L’alinéa prévoyant de « faciliter le recours à la consultation des salariés pour valider un accord » constitue un autre exemple. Avouez, madame la ministre, que la formule est sibylline ! Chacun se doute, en raison de l’engagement de campagne du candidat Emmanuel Macron, qu’il s’agit de permettre à un employeur de prendre l’initiative d’un référendum lorsqu’il n’a pas été possible d’obtenir un accord majoritaire. Toutefois, la neutralité du texte permet n’importe quelle interprétation. Si le projet de loi n’apporte pas plus de précisions, si l’étude d’impact ne remplit pas son rôle, le texte devient une coquille vide, et l’accord des parlementaires reposera sur du sable. Rien n’est tranché, tout est remis aux « aléas » de la concertation.

Vous me direz que nous aurons l’occasion de voter une seconde fois, sur le projet de loi de ratification des ordonnances, mais tout sera déjà joué en réalité, puisque les ordonnances entreront en vigueur dès leur publication au Journal officiel, notre vote leur permettant simplement d’acquérir force de loi.

Je me réjouis donc que notre président-rapporteur, Alain Milon, ait scrupuleusement comblé les espaces vides, en inscrivant clairement dans le texte plusieurs avancées qui n’y figuraient que sous la forme de principes généraux et en l’enrichissant de plusieurs propositions.

Notre groupe, partageant le même esprit constructif, a déposé des amendements de simplification, afin de régler certaines difficultés rencontrées au quotidien par les entreprises.

Ce projet de loi fait figure de test, car si les concessions devaient s’y développer, il pourrait finir par ne plus ressembler du tout à ce qui était annoncé. Nous ne pouvons que vous alerter, madame la ministre, sur la désillusion que constituerait, pour les entrepreneurs, une loi qui ne déverrouillerait rien et qui complexifierait au lieu de simplifier. Je forme donc le vœu que les précisions apportées par le Sénat soient validées par le Gouvernement.

Il s’agira ensuite d’aller plus loin. Le facteur déterminant d’une décision d’embauche reste l’activité, le carnet de commandes. Les emplois sont créés s’il existe une dynamique économique dans le pays et si les entreprises peuvent s’y développer.

La Banque de France vient de relever sa prévision de croissance pour la France à 1, 6 % en 2017, en raison d’une amélioration de l’environnement européen. C’est une reprise, mais elle reste modérée.
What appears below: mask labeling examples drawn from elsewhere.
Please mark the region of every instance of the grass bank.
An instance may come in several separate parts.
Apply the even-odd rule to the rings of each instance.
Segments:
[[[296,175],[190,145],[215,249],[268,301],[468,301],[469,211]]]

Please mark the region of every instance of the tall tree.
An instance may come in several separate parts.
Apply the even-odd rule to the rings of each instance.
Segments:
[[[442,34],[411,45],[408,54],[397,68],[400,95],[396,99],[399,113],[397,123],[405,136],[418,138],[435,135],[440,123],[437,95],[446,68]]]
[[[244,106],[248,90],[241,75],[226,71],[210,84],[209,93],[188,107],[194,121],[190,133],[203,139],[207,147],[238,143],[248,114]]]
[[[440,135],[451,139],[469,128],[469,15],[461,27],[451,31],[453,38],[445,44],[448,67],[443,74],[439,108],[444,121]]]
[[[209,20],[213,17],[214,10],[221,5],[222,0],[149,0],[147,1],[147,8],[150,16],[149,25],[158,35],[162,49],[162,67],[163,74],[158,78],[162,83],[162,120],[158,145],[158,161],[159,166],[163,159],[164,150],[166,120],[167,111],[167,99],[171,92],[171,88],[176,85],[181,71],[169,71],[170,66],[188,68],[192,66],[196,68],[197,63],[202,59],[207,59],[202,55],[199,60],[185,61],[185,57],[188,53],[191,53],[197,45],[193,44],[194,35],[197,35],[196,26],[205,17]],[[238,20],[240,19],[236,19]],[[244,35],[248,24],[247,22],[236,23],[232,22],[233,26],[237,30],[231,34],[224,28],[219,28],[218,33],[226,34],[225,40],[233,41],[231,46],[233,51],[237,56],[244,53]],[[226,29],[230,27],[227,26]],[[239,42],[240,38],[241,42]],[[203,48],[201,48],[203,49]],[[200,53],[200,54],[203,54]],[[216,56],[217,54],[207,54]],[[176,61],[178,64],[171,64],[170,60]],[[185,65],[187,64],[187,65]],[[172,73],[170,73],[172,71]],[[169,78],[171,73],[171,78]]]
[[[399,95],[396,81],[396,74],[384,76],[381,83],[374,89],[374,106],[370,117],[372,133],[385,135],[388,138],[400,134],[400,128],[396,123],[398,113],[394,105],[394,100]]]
Je rappelle que la France se situe en dessous des 2 % de croissance de la zone euro. Pour aller au-delà, il faudra davantage qu’un assouplissement de la réglementation sociale ; il faudra d’importantes réformes structurelles. Il s’agit là d’un autre débat, que nous devrons avoir le plus rapidement possible, dans le respect du pouvoir d’initiative et de contrôle des parlementaires.

Notre vote sur ce texte représentera une première étape et vous aurez compris qu’il marquera, plus encore qu’une approbation, une véritable attente.